According to new research, sea levels in New Zealand will rise twice as fast as expected. So, on the one hand, there is a rising water level; on the other hand, there is a descending mainland. As a result, climate change will come much sooner than expected.
Sea Level around New Zealand
While global sea levels are expected to rise by 50 centimeters by 2100, in some parts of New Zealand it could even be as much as one meter, as the land is declining in addition to rising levels. This threatens the two largest cities in the country decades earlier than experts initially thought. New research is published on the NZ SeaRise.

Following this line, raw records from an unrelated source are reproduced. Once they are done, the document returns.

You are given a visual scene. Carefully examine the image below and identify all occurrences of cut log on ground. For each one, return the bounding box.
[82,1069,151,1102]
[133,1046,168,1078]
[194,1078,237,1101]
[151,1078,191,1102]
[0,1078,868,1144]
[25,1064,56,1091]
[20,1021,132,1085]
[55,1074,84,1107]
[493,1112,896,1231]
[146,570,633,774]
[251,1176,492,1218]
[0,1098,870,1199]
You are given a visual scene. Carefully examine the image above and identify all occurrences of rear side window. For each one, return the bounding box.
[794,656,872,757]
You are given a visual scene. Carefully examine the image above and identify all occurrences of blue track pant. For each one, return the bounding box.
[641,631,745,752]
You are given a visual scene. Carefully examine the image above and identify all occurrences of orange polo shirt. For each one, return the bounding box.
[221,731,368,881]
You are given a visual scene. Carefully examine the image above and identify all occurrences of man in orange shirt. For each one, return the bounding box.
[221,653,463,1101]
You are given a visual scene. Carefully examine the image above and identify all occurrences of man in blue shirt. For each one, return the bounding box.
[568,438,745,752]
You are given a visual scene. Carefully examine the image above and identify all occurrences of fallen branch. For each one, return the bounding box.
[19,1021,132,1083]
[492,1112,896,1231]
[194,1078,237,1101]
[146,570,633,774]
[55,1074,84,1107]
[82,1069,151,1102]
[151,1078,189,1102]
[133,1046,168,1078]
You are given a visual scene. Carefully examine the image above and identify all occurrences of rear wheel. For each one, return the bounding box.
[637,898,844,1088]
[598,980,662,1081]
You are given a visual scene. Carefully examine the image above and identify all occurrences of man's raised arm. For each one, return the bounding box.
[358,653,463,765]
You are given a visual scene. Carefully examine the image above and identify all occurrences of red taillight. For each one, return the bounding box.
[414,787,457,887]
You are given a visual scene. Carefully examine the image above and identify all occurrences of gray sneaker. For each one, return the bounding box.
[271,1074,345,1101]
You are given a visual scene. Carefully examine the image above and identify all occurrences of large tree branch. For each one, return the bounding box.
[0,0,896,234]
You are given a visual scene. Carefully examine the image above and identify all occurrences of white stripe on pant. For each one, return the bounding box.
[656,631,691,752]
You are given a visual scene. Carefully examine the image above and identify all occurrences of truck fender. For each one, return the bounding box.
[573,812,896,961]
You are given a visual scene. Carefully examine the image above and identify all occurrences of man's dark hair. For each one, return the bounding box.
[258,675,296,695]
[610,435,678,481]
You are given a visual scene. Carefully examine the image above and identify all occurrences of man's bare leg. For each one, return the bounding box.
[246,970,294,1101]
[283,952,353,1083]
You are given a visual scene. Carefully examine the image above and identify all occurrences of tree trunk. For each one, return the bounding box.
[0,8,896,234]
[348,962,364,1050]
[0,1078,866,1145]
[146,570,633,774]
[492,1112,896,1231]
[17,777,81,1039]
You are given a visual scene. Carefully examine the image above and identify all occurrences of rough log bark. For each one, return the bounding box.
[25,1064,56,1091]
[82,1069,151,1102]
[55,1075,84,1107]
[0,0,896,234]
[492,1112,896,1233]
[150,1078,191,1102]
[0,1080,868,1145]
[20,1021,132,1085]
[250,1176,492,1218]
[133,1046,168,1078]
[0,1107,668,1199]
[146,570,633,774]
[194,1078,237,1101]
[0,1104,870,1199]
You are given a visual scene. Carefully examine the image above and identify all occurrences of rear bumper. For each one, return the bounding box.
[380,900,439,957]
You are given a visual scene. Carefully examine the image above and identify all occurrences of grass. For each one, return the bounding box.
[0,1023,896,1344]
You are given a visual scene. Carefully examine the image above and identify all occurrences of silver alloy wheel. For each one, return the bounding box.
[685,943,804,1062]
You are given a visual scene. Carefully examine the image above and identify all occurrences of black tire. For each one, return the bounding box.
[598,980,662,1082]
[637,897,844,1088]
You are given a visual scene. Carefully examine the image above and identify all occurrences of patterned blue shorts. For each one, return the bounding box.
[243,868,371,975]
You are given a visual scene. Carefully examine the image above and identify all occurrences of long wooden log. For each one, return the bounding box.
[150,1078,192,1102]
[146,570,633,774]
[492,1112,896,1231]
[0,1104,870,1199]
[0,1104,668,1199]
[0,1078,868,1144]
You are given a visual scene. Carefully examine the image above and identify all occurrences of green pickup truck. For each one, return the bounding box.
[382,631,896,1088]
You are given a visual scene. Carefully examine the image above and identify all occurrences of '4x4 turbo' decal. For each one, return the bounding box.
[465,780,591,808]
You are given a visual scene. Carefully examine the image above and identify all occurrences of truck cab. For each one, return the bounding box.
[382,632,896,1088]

Many local and international scientists have participated in NZ SeaRise’s extensive five-year research. Data collected across the country’s coastline has shown that some areas are already falling by three to four millimeters a year, significantly accelerating the long-awaited threat.
Cities at Risk
For the capital Wellington, this means that by 2040, 20 years earlier, it could expect sea levels to rise by thirty centimeters. The data show that the south-eastern coast of the North Island is most endangered, and several coastal municipalities and cities will also be affected.
Auckland is particularly vulnerable in this respect and is the largest city in the country, with a population of 1.7 million. Sea levels are expected to rise fifty percent faster than initially expected. The water will hit the city center in several suburbs.
Prime Minister Jacinda Ardern said that adaptation planning was already underway. The plan also covers challenging issues, such as relocating some municipalities and infrastructure off the endangered coast. Ardern said the New Zealanders should not accept that rising sea levels are inevitable and that every citizen should do everything to reduce emissions and mitigate the effects of climate change.